As for Belldandy arcs, they generally involve a challenge from a heavenly visitor. Someone either wants to bring her back or just wants to toy with Keiichi. These are among the weakest arcs. For one, they are all similar. What is it with the adult male gods/demons appearing as a child to mess with her? I don’t recall a single adult male god throughout the series (turns out the one featured in the movie is non-canon). These arcs could have been the focal points for progression, but they don’t amount to more than weird magical trials. Belldandy shines in other people’s arcs (she’s my favourite character).

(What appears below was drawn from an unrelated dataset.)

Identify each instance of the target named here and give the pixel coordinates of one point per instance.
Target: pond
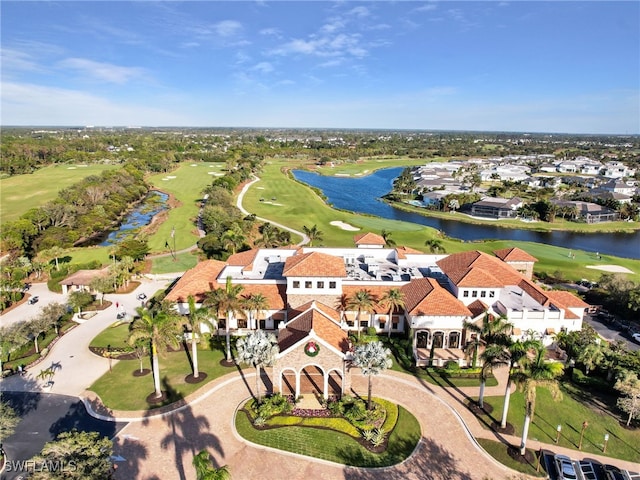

My favourite of the sub-arcs has the interdimensional whale. Keiichi’s motor club seniors are going away for a time and need him to look after a couple of boxes of expensive parts. A couple of boxes ends up being a garage full. Since temples don’t have garages, they store it all in lounge room, but now they can’t use the lounge! Skuld has the idea to build a device that can create a TARDIS effect – “It’s bigger on the inside.” The intention is to expand the interior of the lounge room without affecting its exterior volume. However, the device doesn’t operate as planned and expands the room to infinity. They have no idea where their things are in this space. A creature called Schrodinger’s Whale soon appears before them, and it can navigate the space with ease as a being of negative dimensions. It’s an interesting concept clearly inspired by Star Trek (they are watching The Next Generation on TV before meeting it). I like those arcs that explore a mysterious concept. But no matter how much I like these, the total absence of main plot is nothing but infuriating.

Why didn’t they make more use of Heaven as a location? There is so much one could do on another world of immortal beings that blends Norse mythology with technology. The movie had more of Heaven than the manga series did before the final arc. So much untapped potential lay wasted.

So, after all these volumes, I reached the final arc that sends Keiichi and the three goddesses into Heaven for a series of trials that will put Keiichi and Belldandy’s relationship to the ultimate test. It is a good arc, ending in a lovely conclusion, except for one moronic detail. There is a canonical explanation for the lack of relationship progression. I kid you not, magic prevented development. That has to be the worst defence put forth by any author in the history of literature. Other than that, it’s a fine end.

I got my closure. I simply wish the journey there had been better.

Art – High

Story – Medium

Recommendation: I can only recommend the Oh! My Goddess manga in full to fans of the anime that want closure. For the uninitiated to the franchise, the first season of the anime followed by the movie is the best experience, ending with volumes 39 to 48 of the manga should you want that final tie of the ribbon.